Corporate communication is a multifaceted discipline. Every visible expression of the brand – from business cards to headed notepaper, brochures, pamphlets, catalogs, the design of buildings, the desk in reception, email footers, website pages, every presentation, even promotional activity – everything has a design, each element conveys a message about the quality, philosophy, selfimage and customer orientation of the enterprise. Successfully merging materials and activities to focus resolutely on a common goal – and “living” a philosophy – has positive long-term impacts.
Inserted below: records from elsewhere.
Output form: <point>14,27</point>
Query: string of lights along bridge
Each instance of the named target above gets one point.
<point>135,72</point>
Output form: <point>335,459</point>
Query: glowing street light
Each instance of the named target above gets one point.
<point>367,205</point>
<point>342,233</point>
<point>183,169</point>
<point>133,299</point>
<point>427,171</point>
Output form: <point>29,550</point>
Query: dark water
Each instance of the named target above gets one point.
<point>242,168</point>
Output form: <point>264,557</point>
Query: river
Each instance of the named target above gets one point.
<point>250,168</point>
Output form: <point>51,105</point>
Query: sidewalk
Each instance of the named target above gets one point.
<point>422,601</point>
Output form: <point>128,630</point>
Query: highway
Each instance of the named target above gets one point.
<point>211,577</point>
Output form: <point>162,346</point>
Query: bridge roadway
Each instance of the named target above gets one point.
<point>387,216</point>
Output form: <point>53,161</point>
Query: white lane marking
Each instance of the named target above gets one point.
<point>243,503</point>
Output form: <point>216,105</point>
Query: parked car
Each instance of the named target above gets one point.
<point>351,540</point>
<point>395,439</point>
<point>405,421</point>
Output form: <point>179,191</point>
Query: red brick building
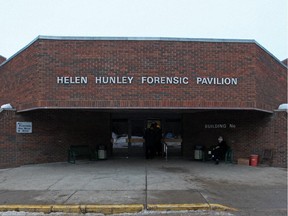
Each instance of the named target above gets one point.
<point>77,91</point>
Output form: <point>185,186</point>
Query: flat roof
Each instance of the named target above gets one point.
<point>91,38</point>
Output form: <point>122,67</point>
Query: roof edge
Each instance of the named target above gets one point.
<point>144,108</point>
<point>90,38</point>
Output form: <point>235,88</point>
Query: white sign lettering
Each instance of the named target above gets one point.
<point>151,80</point>
<point>24,127</point>
<point>216,81</point>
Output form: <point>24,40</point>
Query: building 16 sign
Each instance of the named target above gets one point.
<point>24,127</point>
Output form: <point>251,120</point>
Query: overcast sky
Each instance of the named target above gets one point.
<point>265,21</point>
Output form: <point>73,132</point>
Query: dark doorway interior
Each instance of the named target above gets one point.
<point>128,131</point>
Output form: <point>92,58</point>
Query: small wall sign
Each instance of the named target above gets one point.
<point>24,127</point>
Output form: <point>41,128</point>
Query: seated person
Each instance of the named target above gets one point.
<point>219,150</point>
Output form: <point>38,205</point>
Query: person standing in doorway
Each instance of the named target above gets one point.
<point>219,150</point>
<point>149,142</point>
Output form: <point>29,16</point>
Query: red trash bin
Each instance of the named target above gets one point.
<point>253,160</point>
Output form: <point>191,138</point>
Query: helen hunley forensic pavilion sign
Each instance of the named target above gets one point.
<point>24,127</point>
<point>151,80</point>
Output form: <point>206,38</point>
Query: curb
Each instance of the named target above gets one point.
<point>191,207</point>
<point>114,209</point>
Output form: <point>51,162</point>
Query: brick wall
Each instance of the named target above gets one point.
<point>53,133</point>
<point>30,78</point>
<point>254,132</point>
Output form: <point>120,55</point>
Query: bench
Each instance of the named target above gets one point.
<point>80,151</point>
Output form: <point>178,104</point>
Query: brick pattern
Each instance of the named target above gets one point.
<point>53,133</point>
<point>30,78</point>
<point>254,132</point>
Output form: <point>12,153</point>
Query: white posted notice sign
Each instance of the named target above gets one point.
<point>24,127</point>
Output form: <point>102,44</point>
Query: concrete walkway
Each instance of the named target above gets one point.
<point>133,185</point>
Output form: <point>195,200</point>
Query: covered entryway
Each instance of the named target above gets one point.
<point>128,132</point>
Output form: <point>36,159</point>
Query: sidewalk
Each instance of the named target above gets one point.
<point>132,185</point>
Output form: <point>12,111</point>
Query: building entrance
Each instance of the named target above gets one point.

Ideally, the messages conveyed by the company are condensed into a single, unmistakable, recognizable, and positively perceived brand. But often, a company designs materials that are simply too heterogeneous. Its product designer looks after the appearance of 3D products. Its graphical designer creates an appealing company logo. Its advertising agency thinks up a clever campaign. And if they’re unlucky, everyone interprets the brief and the image of the company differently, resulting in haphazard if not incongruous designs.
Alternatively, the company can approach the issue holistically, on an integrated basis. Different design processes and instruments can be dovetailed and coordinated. By integrating all elements of design, the company creates a clear, recognizable set of statements that is much easier (and cheaper) to communicate successfully than the heterogeneous alternatives.
An example of best practice in this area is provided by the Hanoverian Society. The term “brand” originally goes back to the branding of horses, so it actually stems from horse breeding. And the Hanoverian Society’s brand device is a prime example of a precise and succinct brand icon.
Unfortunately however, the Hanoverian Society had “let go of the reins” a bit in recent years when it came to its communication, partly due to its own success, which has been at an international level. Last year, the society successfully relaunched its brand. Central to its branding remains the Hanoverian H symbol, retaining yellow and black as this is already known internationally and thus good for recognition.
The brand is now part of an identity that forms an umbrella over the many Hanoverian associations, sub-associations, initiatives, promotions, organizational entities and even individual breeding farms, throughout the whole world. All media are now based on a clearly defined communication strategy and common design guidelines – from the “Hannoveraner” magazine to auction catalogs, headed notepaper, invitations and programs. The website will also adhere to these guidelines to ensure all media are clear and gain strong recognition.
The systematic design guidelines have other benefits, of course. Not only do they differentiate the Hanoverian brand clearly from the competition – and with it, the whole Hanoverian Society – they also make design processes and production more efficient. The identity and recognition of the Hanoverian Society grows hand-in-hand with identification with Hanoverian horses – something everyone in the Hanoverian fraternity can be proud of!
The i/i/d supports enterprises on a project basis or as a long-term consulting partner with the development of market-ready concepts, products and services. Its methods range from careful consideration of business potential to assessments of future market requirements. Its portfolio of services ranges from innovation strategies and corporate planning to communication design, brand development, industrial and interface design, and workstation design. It delivers products, processes and communications that arouse the interest of customers and users, and foster satisfaction – the foundation of sustainable success.